There’s been excitement this week at the announcement of a new antibiotic. Called teixobactin by its discoverers, it is produced by a soil bacterium, also new to science because it needed the development of a novel system to enable it to grow and be tested in the laboratory for antibiotic production.
Teixobactin binds to lipid precursors of the bacterial cell wall. It protects mice against an experimental septicaemia caused by MRSA. Because of the way it works it could have a very broad spectrum of antibacterial activity. Its discoverers have not found mutants of Staphylococcus aureus (the SA in MRSA) or Mycobacterium tuberculosis that are resistant to it, and because it binds to a lipid and not to a mutable protein, they suggest that the development of resistance might be avoided.
So far so good. Teixobactin shows real promise. Of course clinical trials are needed to ensure safety and establish efficacy.
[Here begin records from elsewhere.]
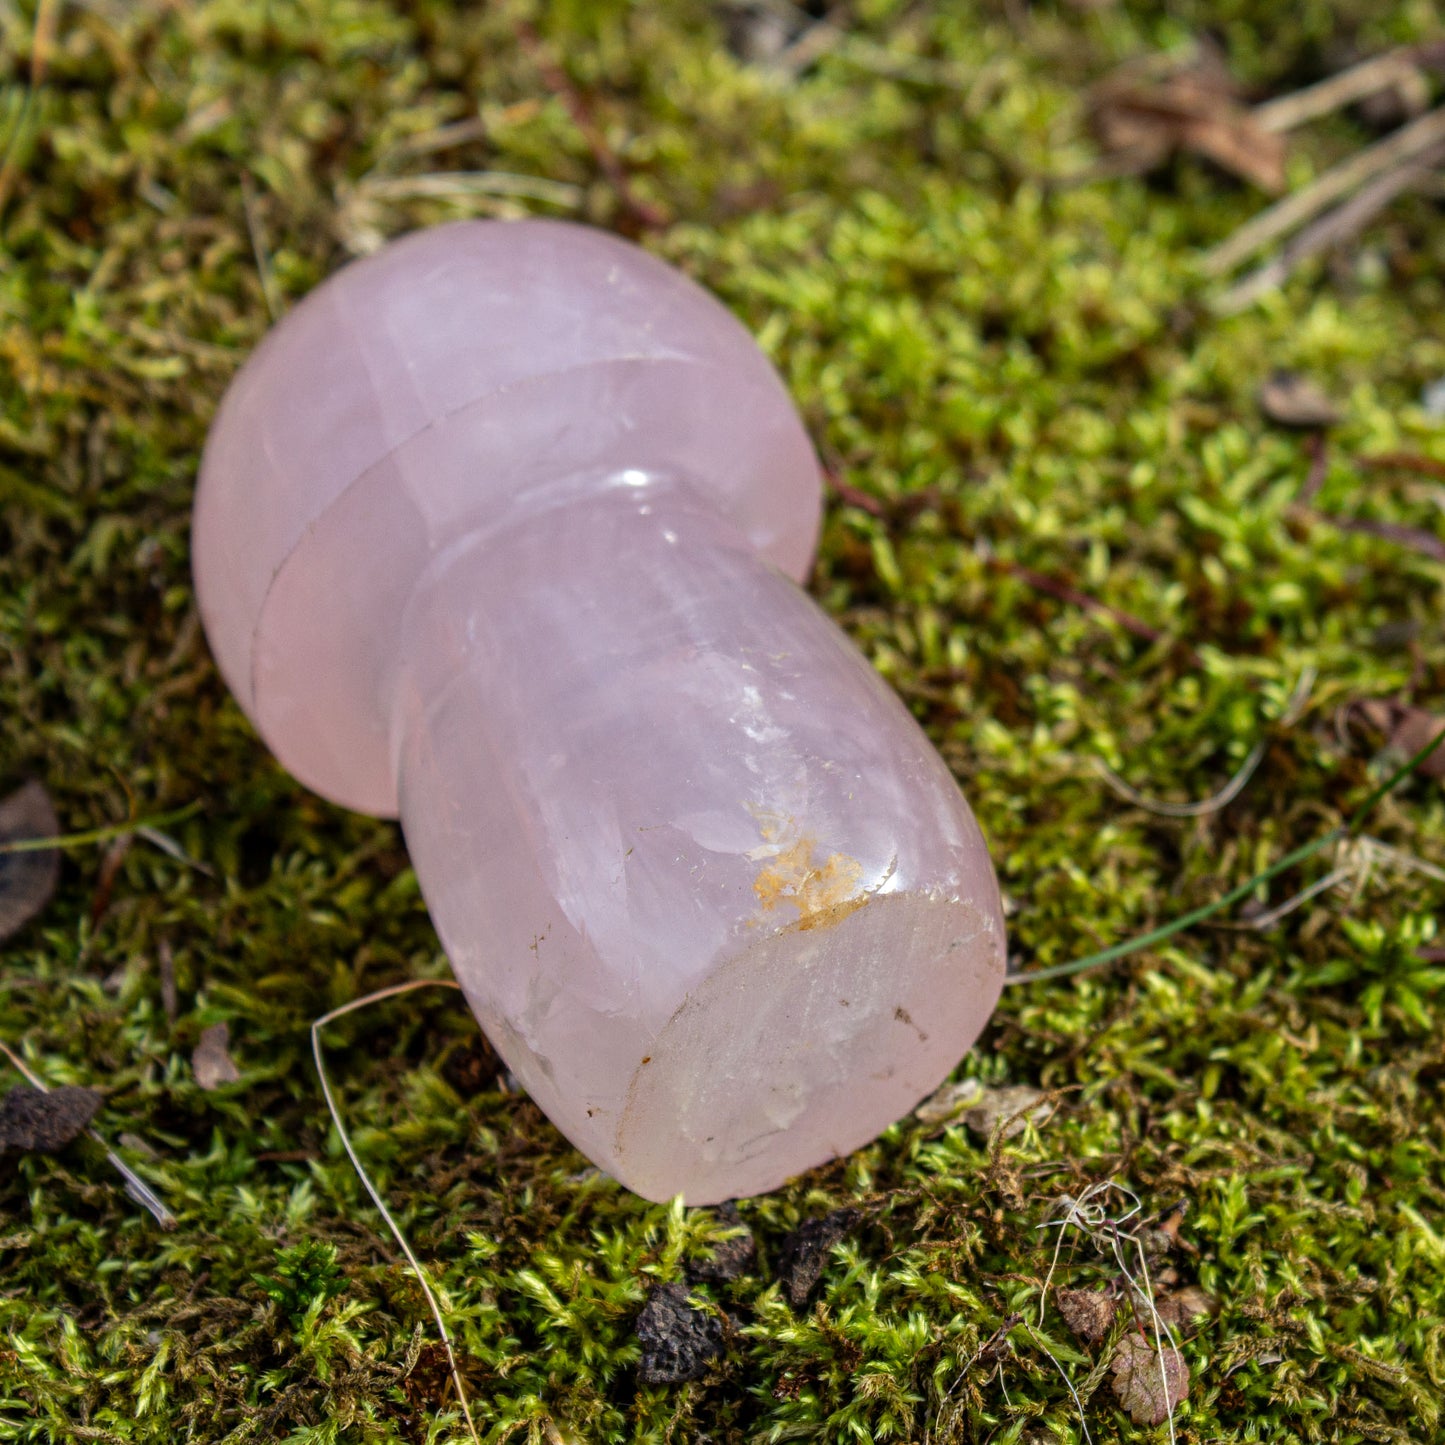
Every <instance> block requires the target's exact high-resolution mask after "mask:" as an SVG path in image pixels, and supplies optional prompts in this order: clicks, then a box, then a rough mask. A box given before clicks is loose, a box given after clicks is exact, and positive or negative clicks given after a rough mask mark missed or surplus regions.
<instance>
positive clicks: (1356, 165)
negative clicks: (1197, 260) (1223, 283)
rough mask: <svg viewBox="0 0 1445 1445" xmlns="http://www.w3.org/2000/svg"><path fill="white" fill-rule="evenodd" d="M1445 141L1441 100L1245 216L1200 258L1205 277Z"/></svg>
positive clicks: (1222, 271) (1268, 245)
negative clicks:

But it would be wise not to be too optimistic. There is a pattern that repeats itself depressingly often with a new therapeutic agent. It starts life as a wonder drug. It cures everything in sight. Side effects then emerge, and the mantra is ‘wouldn’t give it to a dog’. After further studies it is established in the pharmacopoeia as ‘useful with care for the following conditions’.
And as a firm believer in the power of evolution I reserve judgment about the possible inability to develop resistance. Bacteria beat antibiotics not just by selecting mutations in the targets themselves. Some change non-protein targets by selecting mutations in proteins that are involved in their synthesis. Others keep the antibiotics out by making the cell wall impermeable. Yet others fight them by speeding up excretion from inside the cell.
The only way to find out whether teixobactin resistance develops in clinical practice will be to use it. It will be good if it passes the safety and efficacy tests to enable that to happen. The need for new antibiotics is growing.